Guest contributor: Judith Passingham
A good thing to do in
Rickmansworth, on a warm overcast Saturday afternoon, is to take a walk around
the local Aquadrome. A series of flooded gravel pits thread along the Colne
valley, with the River Colne itself on one side and the Grand Union canal on
the other, spotted with attractively coloured barges and flanked by wooded
areas and open fields. We walked along the valley, firstly dodging the rain,
and then taking pleasure in the patterns it created in the water, and the
droplets in the flowers, ignoring the entire lack of suitable rainwear.
In mid June the flora is an
interesting combination of the first ‘flourish’ of Summer, and the evolving
later Summer plants. Active tendrils of the Old Man’s Beard stems are starting
to thread their way among the bushes, and there are numerous large clumps of
blackberry blossom in evidence with white delicate petals, brownish yellow
stamens. The first parsleys or umbellifers are seeding into green star shapes,
whilst mid and later summer species are in development.
Around the various pools there
are many flowers including several types of clover; white, yellow (of the
trefoil variety) and purple (of red and zig zag types), purple vetches and comfreys of various hues, all
populated by large bumble bees moving methodically from flower to flower.

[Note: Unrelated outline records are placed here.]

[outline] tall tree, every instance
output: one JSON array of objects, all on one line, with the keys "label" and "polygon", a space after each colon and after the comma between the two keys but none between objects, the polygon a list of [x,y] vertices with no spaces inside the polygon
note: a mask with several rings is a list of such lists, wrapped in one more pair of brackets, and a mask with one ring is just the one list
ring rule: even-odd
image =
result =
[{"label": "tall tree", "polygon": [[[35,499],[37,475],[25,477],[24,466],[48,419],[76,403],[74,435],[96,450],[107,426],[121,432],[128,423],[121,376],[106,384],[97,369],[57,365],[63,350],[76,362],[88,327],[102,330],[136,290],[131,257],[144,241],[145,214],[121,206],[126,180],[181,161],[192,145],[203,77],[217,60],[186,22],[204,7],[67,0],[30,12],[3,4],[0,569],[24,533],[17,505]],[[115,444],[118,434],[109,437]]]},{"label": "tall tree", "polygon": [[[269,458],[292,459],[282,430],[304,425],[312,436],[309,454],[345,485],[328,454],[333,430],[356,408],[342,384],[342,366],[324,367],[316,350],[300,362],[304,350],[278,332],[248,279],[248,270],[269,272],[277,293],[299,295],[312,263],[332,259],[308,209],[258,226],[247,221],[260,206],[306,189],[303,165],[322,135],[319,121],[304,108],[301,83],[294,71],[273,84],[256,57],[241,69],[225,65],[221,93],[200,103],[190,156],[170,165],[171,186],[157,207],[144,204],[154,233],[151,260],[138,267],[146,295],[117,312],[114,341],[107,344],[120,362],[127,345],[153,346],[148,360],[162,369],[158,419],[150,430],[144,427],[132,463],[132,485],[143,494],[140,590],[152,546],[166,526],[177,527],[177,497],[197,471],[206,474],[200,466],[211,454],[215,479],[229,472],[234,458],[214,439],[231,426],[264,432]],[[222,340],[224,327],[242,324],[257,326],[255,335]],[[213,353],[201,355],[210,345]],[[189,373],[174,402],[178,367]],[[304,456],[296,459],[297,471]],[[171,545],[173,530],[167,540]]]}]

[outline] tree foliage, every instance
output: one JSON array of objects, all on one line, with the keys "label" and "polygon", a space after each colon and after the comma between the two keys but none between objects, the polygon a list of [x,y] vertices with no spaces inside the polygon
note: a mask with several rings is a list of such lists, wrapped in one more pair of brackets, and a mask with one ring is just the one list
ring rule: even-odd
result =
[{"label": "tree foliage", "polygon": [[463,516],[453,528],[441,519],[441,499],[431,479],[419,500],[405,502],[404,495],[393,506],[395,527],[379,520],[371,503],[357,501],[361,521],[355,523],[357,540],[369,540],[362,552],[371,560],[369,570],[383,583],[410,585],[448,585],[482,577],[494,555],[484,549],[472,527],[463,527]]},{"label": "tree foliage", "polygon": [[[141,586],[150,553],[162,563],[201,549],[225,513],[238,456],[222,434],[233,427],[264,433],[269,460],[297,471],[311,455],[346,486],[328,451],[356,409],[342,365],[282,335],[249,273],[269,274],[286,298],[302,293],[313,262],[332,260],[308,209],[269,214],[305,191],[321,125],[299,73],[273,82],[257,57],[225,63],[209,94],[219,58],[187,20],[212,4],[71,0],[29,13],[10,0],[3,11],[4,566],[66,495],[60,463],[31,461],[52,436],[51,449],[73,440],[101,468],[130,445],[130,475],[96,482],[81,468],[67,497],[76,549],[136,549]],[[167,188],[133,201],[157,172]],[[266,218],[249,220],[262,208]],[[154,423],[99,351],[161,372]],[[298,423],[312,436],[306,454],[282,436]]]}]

There are many nettles growing up high to
shoulder height between the trees and bushes, some with purple flowers- others
with green crumbly tendrils between the nettle leaf bracts.Towards the Stockers lake area
there is goats rues in whites and pale purples, red campions with their small
pink flowers shining out of dark green, and light purple thistles populated by
honey coloured bumble bees searching endlessly and systematically for pollen.
Some of the plants are covered with cuckoo spit – small green insects contained
in gobbets of white foam, others have beetles and shield bugs. Tiny black
beetles lodge amongst some of the pollens in the centre of white and pink wild
roses.
Two Great Spotted Woodpeckers interact on the branch of a dead tree. A baby Garden Warbler emerges, dampish, after a heavy shower.